Moreover, soaring shipping costs, mainly because of elevated freight demand during the recovery period, added inflationary pressure to imported commodities. New bottlenecks in global supply chains emerged due to restrictions on some manufacturing areas in China following their zero COVID policy, further intensifying the existing price pressure.

Hence, global headline inflation is expected to remain elevated for longer than the period predicted in the previous forecasts of the International Monetary Fund.

The Bangladesh economy is also facing adverse consequences of hiking global food and fuel prices through the import channels, the central bank said.

The trends of international food and non-food commodity price indices illustrate that the price surge in the recent months has already been passed through domestic prices in Bangladesh, mirrored in the sharp rise of import payments, particularly since the second quarter of the 2021-22 fiscal year.

"If this situation continues in the upcoming months, persistent depreciation pressures on the Bangladesh taka will continue to push up domestic inflation further," Bangladesh Bank warned.

However, it added, the upward trend in global energy prices might remain unresponsive to domestic inflation due to administered prices in the country.

For Bangladesh, the central bank's modelling shows that a higher inflation trajectory will continue in FY23.

Therefore, Bangladesh Bank claimed, the monetary policy emphasises containing inflationary pressure while supporting investment and employment-generating activities.

"The monetary policy for FY23 intends to discourage unproductive financial flows to tame the demand-side pressures without circumventing the required flow of funds to the productive sectors easing supply-side conditions and supporting the country's long-term growth aspirations."

The monetary and credit programmes for FY23 are designed to ensure adequate money and credit flows to support 7.50 percent GDP growth while keeping inflation within the desired level -- 5.6 percent.

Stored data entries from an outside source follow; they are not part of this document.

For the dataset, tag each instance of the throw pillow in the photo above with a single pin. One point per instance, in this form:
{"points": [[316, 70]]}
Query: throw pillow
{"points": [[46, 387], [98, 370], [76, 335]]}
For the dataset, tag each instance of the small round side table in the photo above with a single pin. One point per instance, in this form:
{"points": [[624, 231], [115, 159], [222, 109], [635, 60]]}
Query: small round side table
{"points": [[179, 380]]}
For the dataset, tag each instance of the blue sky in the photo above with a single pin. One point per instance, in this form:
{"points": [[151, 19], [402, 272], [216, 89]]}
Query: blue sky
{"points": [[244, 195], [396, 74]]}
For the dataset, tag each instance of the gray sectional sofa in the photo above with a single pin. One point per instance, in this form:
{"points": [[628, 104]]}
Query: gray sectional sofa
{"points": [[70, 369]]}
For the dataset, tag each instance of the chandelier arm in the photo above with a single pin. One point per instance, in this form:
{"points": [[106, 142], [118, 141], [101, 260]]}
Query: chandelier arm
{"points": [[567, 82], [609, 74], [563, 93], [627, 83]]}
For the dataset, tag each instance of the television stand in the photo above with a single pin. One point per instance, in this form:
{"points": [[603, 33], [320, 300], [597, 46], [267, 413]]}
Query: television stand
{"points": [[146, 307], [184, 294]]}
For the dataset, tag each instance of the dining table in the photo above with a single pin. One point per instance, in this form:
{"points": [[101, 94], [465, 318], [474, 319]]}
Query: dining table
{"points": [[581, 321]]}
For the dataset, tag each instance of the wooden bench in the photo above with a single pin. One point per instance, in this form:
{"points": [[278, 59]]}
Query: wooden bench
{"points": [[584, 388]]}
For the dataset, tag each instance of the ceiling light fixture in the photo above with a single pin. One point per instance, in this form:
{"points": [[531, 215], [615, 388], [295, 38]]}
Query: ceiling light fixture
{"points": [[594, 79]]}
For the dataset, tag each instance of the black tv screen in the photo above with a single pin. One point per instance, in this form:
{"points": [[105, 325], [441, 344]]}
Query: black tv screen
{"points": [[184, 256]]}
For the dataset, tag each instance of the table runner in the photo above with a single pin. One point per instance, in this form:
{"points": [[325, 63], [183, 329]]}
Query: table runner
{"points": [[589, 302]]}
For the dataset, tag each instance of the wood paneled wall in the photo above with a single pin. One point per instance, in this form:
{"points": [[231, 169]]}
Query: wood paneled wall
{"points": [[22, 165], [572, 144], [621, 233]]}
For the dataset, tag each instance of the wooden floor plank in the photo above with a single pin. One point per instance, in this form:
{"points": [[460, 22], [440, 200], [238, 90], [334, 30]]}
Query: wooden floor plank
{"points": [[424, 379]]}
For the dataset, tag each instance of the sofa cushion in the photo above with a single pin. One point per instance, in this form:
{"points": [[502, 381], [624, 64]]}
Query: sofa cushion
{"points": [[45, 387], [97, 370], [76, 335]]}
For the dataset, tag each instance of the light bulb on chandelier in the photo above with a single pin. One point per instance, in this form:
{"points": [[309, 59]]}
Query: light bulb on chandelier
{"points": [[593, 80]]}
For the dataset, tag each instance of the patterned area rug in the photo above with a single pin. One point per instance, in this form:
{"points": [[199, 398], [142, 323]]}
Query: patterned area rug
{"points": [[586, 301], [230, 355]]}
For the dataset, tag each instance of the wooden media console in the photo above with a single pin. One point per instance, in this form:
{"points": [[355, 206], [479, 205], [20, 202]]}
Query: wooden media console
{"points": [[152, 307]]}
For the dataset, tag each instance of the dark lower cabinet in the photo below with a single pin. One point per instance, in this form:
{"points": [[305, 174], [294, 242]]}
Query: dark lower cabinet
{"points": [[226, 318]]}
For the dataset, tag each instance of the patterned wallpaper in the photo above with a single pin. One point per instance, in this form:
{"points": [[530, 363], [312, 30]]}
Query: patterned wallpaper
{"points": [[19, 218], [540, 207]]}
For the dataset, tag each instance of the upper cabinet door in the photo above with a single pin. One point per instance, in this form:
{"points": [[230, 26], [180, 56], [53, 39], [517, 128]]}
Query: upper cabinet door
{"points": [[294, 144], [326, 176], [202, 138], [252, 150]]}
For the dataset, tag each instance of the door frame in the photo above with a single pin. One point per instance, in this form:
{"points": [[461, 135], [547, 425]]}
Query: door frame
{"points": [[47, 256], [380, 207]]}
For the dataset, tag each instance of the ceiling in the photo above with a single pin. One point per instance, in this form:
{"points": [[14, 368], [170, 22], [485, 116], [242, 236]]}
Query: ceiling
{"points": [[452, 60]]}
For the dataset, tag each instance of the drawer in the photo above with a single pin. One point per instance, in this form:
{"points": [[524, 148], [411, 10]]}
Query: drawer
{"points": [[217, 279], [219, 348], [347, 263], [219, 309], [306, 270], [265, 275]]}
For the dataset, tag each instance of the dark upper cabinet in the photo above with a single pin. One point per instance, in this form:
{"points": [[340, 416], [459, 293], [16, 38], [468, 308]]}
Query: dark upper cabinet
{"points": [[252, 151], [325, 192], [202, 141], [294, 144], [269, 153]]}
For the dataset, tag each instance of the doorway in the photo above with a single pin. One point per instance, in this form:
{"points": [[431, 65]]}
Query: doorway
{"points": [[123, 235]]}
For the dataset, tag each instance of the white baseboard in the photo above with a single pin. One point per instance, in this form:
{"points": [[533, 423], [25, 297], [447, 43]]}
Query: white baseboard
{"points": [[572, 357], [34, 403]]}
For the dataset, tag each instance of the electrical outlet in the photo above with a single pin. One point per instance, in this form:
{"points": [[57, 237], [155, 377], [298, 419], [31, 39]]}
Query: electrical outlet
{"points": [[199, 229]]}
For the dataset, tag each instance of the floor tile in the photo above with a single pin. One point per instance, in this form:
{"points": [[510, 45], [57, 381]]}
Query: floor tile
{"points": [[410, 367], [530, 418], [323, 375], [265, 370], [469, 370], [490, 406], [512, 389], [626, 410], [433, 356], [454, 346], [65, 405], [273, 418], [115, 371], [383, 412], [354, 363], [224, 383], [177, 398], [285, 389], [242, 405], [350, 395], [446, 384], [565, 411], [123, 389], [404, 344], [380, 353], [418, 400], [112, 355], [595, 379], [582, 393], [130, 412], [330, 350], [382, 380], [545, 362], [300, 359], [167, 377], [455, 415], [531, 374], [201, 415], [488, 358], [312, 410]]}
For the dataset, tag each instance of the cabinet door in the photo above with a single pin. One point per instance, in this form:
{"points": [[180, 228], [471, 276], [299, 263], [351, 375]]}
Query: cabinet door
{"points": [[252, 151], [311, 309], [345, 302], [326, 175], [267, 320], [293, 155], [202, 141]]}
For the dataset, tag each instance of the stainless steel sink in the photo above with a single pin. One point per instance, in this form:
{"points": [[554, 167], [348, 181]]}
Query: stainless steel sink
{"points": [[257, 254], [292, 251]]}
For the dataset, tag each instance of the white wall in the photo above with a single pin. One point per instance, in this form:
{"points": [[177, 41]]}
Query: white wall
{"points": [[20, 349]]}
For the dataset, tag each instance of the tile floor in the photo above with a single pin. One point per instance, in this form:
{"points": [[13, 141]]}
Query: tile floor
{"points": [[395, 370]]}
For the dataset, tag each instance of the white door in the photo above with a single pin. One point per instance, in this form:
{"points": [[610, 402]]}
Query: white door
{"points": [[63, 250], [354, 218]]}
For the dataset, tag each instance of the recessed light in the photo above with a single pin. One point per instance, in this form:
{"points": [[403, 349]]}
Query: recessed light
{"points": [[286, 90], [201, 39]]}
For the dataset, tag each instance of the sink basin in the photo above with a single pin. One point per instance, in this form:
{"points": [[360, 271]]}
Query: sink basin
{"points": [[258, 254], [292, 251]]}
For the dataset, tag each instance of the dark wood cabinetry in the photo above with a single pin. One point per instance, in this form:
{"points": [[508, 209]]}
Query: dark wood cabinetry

The Bangladesh economy has shown strong resilience against COVID-19 shocks and recovered the growth rate quickly in FY21 and FY22. Bangladesh ranked 5th out of 121 countries in the Nikkei Covid-19 Recovery Index (as of 30 April 2022), while the country secured the top position among the South Asian countries.

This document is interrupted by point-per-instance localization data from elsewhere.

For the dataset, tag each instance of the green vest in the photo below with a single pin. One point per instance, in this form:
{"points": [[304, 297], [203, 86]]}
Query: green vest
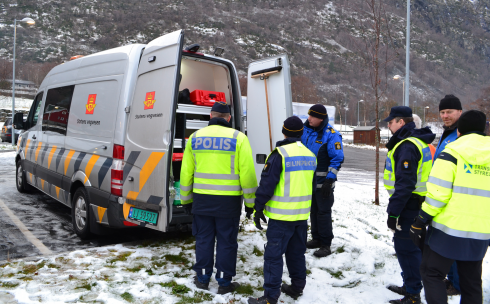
{"points": [[459, 189], [218, 161], [292, 197], [423, 169]]}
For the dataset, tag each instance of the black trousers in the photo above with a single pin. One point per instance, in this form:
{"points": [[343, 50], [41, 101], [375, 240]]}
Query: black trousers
{"points": [[321, 218], [434, 269]]}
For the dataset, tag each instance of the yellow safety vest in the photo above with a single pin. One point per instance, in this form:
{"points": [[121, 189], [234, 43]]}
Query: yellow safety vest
{"points": [[423, 169], [459, 189], [218, 161], [292, 197]]}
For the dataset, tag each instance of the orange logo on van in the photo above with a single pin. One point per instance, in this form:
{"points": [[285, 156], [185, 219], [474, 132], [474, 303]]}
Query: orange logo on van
{"points": [[149, 100], [91, 104]]}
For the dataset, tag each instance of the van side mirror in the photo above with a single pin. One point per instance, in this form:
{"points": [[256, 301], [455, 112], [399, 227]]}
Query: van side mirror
{"points": [[19, 121]]}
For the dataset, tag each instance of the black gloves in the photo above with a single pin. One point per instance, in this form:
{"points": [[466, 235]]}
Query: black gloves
{"points": [[259, 215], [249, 211], [188, 209], [327, 187], [393, 223], [417, 232]]}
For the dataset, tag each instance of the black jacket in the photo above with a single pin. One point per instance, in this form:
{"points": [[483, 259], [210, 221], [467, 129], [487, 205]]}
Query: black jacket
{"points": [[406, 178]]}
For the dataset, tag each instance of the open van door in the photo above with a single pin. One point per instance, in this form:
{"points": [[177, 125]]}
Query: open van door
{"points": [[269, 103], [148, 146]]}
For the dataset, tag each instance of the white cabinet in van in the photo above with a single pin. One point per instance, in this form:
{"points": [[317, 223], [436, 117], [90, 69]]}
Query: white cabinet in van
{"points": [[114, 160]]}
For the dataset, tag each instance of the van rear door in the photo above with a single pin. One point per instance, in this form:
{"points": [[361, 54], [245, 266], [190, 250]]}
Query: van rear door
{"points": [[148, 146], [269, 103]]}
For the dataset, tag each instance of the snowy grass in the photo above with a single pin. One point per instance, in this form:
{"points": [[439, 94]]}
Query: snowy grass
{"points": [[363, 263]]}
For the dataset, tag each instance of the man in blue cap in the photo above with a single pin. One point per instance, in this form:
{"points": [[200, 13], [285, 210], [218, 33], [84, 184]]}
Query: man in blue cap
{"points": [[326, 143], [217, 172], [407, 170]]}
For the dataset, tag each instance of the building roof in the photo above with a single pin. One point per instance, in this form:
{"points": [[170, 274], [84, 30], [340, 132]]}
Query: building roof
{"points": [[368, 128]]}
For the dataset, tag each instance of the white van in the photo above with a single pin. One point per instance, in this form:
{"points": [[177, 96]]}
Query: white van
{"points": [[104, 130]]}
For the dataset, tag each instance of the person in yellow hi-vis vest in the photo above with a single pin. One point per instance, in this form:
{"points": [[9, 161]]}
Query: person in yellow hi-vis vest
{"points": [[217, 170], [284, 195], [457, 207]]}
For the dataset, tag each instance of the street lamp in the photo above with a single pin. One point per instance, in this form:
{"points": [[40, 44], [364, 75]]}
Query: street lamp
{"points": [[424, 114], [398, 77], [358, 123], [29, 21]]}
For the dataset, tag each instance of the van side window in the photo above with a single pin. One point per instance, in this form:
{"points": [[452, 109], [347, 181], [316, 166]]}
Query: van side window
{"points": [[34, 111], [57, 109]]}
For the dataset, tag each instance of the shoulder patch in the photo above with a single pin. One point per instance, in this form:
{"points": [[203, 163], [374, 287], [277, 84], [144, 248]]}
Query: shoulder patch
{"points": [[406, 164]]}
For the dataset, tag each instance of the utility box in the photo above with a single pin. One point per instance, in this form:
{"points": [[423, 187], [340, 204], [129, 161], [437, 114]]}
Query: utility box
{"points": [[365, 135]]}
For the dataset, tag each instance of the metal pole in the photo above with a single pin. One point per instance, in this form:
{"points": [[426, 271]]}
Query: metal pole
{"points": [[407, 59], [13, 87]]}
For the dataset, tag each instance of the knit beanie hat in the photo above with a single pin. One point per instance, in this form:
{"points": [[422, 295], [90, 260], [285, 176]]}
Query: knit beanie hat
{"points": [[220, 107], [318, 111], [450, 102], [293, 127], [472, 121]]}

Considering the economic impact of the Padma Bridge, 7.50 percent economic growth target seems consistent with the central bank’s model-based GDP growth forecasts for FY23, according to the monetary policy statement.

MODERATE BOP DEFICIT

Due to the widening of the trade deficit amid relatively moderate inflows of inward remittances, the current account deficit expanded to $15.3 billion, or 3.3 percent of GDP, during July-April of FY22.

Despite relatively improved financial account balance, the overall balance of payments, or BoP, has witnessed a deficit of $3.7 billion in the July-April period, compared to a surplus of $7.5 billion a year earlier.

Based on the latest trend of available data, the Bangladesh Bank said, it is anticipated that the current account deficit might remain in the negative territory by around $16.5 billion at the end of FY23.

However, the increased outflow of wage earner remitters amid improved economic and working conditions in the source countries on top of the base effect is expected to help the inward remittances grow by 15 percent in FY23, the central bank said.

It said exports and imports growth will also be moderated by the higher base effect, reaching 13 percent and 12 percent growth in the new fiscal year, respectively.

"As a result, the overall balance (BoP) in FY23 is anticipated to be at a moderate deficit level, well supported by a befitting performance of the financial account."